8 Replies Latest reply on Aug 29, 2014 5:33 AM by jimlongo

    importing UTF-8 csv

    jimlongo

      Summary

      importing UTF-8 csv

      Product

      FileMaker Pro

      Version

      12

      Operating system version

      Mac OS X 10.7

      Description of the issue

      When importing a csv file that is encoded as UTF-8 accented characters are imported incorrectly.

      Case in point Véronique is imported as V√©ronique.

      File to be imported must be converted to UTF-8 with BOM (byte order mark) to be imported correctly.

      Workaround

      File must be UTF-8 with BOM (byte order mark)

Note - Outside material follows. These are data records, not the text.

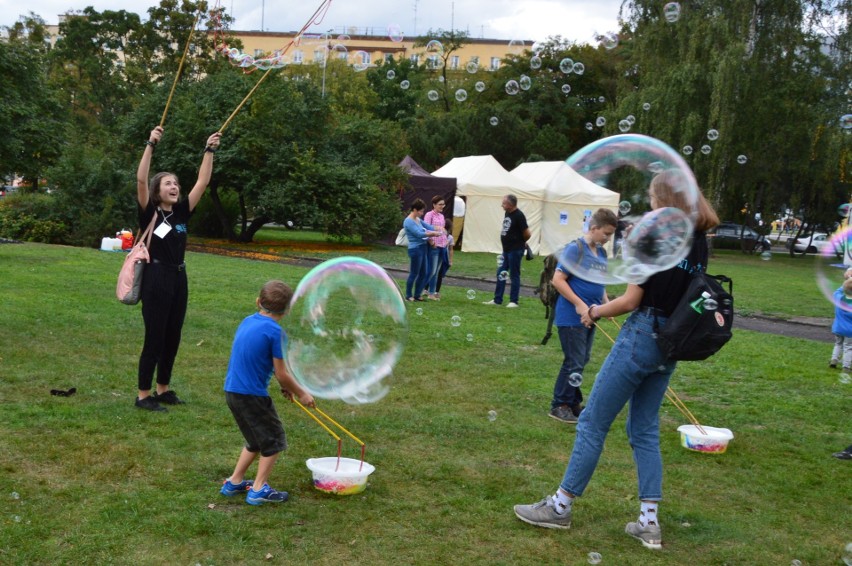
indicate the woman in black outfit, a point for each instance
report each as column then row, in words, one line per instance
column 164, row 285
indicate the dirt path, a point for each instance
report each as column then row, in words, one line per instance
column 817, row 329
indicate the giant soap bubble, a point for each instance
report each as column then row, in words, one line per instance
column 346, row 330
column 660, row 238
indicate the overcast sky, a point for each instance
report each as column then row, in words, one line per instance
column 577, row 20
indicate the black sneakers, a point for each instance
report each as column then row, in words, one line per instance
column 169, row 398
column 149, row 404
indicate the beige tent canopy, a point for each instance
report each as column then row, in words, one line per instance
column 484, row 183
column 568, row 200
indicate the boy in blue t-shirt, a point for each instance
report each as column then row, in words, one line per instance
column 257, row 353
column 576, row 295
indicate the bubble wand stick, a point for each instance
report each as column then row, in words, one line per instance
column 323, row 8
column 180, row 67
column 328, row 430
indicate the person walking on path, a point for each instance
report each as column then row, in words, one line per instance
column 513, row 236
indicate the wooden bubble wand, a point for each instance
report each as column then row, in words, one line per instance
column 670, row 394
column 180, row 67
column 315, row 18
column 331, row 432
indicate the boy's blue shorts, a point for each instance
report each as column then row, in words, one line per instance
column 258, row 421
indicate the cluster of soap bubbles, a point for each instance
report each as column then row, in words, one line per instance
column 661, row 238
column 246, row 61
column 346, row 330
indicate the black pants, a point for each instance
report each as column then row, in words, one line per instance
column 164, row 297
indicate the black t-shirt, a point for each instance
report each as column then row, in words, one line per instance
column 512, row 234
column 171, row 248
column 663, row 290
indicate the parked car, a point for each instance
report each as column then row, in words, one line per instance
column 819, row 243
column 736, row 236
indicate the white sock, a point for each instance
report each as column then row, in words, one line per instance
column 562, row 502
column 648, row 513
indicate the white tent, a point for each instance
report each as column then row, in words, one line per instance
column 484, row 183
column 569, row 199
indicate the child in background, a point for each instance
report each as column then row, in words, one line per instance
column 842, row 325
column 257, row 353
column 447, row 259
column 576, row 296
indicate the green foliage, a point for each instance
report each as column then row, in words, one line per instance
column 31, row 218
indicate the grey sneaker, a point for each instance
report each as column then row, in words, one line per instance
column 563, row 413
column 543, row 514
column 650, row 536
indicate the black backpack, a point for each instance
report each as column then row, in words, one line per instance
column 547, row 293
column 696, row 330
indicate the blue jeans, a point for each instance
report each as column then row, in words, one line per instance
column 416, row 272
column 435, row 262
column 577, row 349
column 635, row 371
column 512, row 264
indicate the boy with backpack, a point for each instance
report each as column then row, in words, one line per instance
column 575, row 296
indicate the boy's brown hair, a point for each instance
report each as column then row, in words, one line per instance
column 275, row 297
column 603, row 217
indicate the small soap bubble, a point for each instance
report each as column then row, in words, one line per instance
column 610, row 40
column 671, row 12
column 395, row 33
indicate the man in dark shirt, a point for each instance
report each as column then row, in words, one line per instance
column 513, row 236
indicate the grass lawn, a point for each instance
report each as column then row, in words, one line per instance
column 89, row 479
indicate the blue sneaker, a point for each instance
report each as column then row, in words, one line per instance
column 229, row 488
column 265, row 495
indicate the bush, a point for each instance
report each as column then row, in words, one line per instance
column 31, row 217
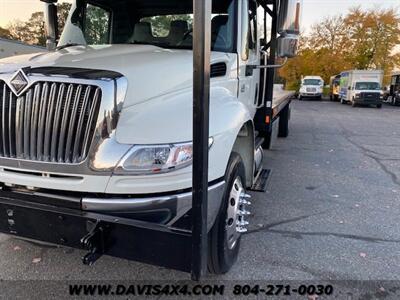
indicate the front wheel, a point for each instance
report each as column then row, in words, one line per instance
column 224, row 237
column 284, row 122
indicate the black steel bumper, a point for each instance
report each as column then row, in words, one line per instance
column 97, row 233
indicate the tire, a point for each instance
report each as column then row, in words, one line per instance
column 222, row 253
column 284, row 122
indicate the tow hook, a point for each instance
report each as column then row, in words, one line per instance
column 94, row 242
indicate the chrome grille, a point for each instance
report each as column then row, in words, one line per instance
column 50, row 122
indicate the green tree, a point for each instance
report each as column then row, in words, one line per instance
column 4, row 33
column 359, row 40
column 161, row 24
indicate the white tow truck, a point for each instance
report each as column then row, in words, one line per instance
column 311, row 87
column 96, row 150
column 361, row 87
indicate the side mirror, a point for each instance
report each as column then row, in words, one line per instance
column 287, row 46
column 50, row 15
column 289, row 16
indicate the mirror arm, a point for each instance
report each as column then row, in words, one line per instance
column 251, row 68
column 51, row 21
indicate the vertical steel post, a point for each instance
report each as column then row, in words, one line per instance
column 201, row 97
column 271, row 61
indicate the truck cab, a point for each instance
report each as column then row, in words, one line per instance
column 362, row 87
column 311, row 87
column 334, row 88
column 98, row 131
column 394, row 89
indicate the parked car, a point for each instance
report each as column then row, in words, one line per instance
column 361, row 87
column 311, row 87
column 394, row 90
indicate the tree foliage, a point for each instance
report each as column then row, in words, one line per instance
column 32, row 31
column 4, row 33
column 161, row 24
column 359, row 40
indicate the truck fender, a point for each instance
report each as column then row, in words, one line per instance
column 168, row 119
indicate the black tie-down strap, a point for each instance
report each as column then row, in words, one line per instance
column 94, row 242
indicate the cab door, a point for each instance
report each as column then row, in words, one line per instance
column 249, row 77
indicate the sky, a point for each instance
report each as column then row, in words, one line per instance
column 313, row 10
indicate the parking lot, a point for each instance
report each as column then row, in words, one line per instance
column 331, row 211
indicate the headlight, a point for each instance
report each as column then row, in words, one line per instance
column 155, row 159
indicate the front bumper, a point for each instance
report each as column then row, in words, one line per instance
column 165, row 209
column 367, row 101
column 99, row 226
column 97, row 233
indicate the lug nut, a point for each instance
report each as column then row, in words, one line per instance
column 242, row 223
column 241, row 229
column 243, row 213
column 244, row 202
column 244, row 195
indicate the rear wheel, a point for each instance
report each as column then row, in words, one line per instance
column 224, row 237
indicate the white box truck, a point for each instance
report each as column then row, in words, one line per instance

        • 1. Re: importing UTF-8 csv
          TSGal

               jimlongo:

               Thank you for your post.

               I am unable to replicate the issue.

               I have copied the text V√©ronique and pasted it into TextEdit.  I saved the file as Names.csv.  I then imported Names.csv as Unicode (UTF-8), and it is imported as Véronique.

               Can you let me know where this file came from?  Was it created on a Mac or Windows computer?  What application created the CSV file?

               TSGal
               FileMaker, Inc.

          • 2. Re: importing UTF-8 csv
            jimlongo

                 Thanks it's the other way around.

                 The file is created by a php file on the server and downloaded as filename.csv

                 If I inspect it with Bbedit it says it is UTF-8 without BOM.  In the file it will have Véronique.  After importing into Fmpro 12 it will have V√©ronique.

                 If I change the file in BBEdit (or if I add the headers during creation in the php file) so that it is UTF-8 with BOM then Véronique gets imported into Filemaker as Véronique.

                  

                 Thanks.

            • 3. Re: importing UTF-8 csv
              TSGal

                   jimlongo:

                   Thank you for the additional explanation.

                   I have forwarded your post to our Development and Testing departments for review.  When I receive any feedback, I will let you know.

                   TSGal
                   FileMaker, Inc.

              • 4. Re: importing UTF-8 csv
                TSGal

                     jimlongo:

                     One of our testers asked if in the Import field mapping dialog, what is the character pop-up set to?  CSV?  If you rely on FileMaker Pro guessing (wrongly) the character set, either set it explicitly or use a byte order mark.  Otherwise, you are giving FileMaker a text file with no cues as to the encoding.

                     TSGal
                     FileMaker, Inc.

                • 5. Re: importing UTF-8 csv
                  jimlongo

                       Sorry for the delay.  

                       The character set pop-up is always set to (Unicode UTF-8), there is no option for CSV.

                        

                  • 6. Re: importing UTF-8 csv
                    TSGal

                         jimlongo:

                         Apologies for my last post.  "CSV" is not a character set.  I wanted to make sure the Character Set was specifically set to Unicode (UTF-8), which it is.

                         I have sent the screen shot back to Development and Testing.

                         TSGal
                         FileMaker, Inc.

                    • 7. Re: importing UTF-8 csv
                      TSGal

                           jimlongo:

                           Our testers would like a copy of the CSV file.  Please check your inbox at the top of this page for instructions where to send the file.

                           TSGal
                           FileMaker, Inc.

                      • 8. Re: importing UTF-8 csv
                        jimlongo

                             Hi I discovered the operator error causing this issue.

                             The files were apparently being imported with the wrong Character set (Macintosh). This will cause odd character mappings.

                             The act of sending Filemaker UTF-8 with BOM files forces the import to select UTF-8 as the character set and this fixed the problem, and made it seem as if the character set of the files was the issue.

                             However, now even going back to files with no BOM still imports correctly as the Character set retains the previous setting (UTF-8) on import.

                             Solution is to make sure you are using the correct Character set on import.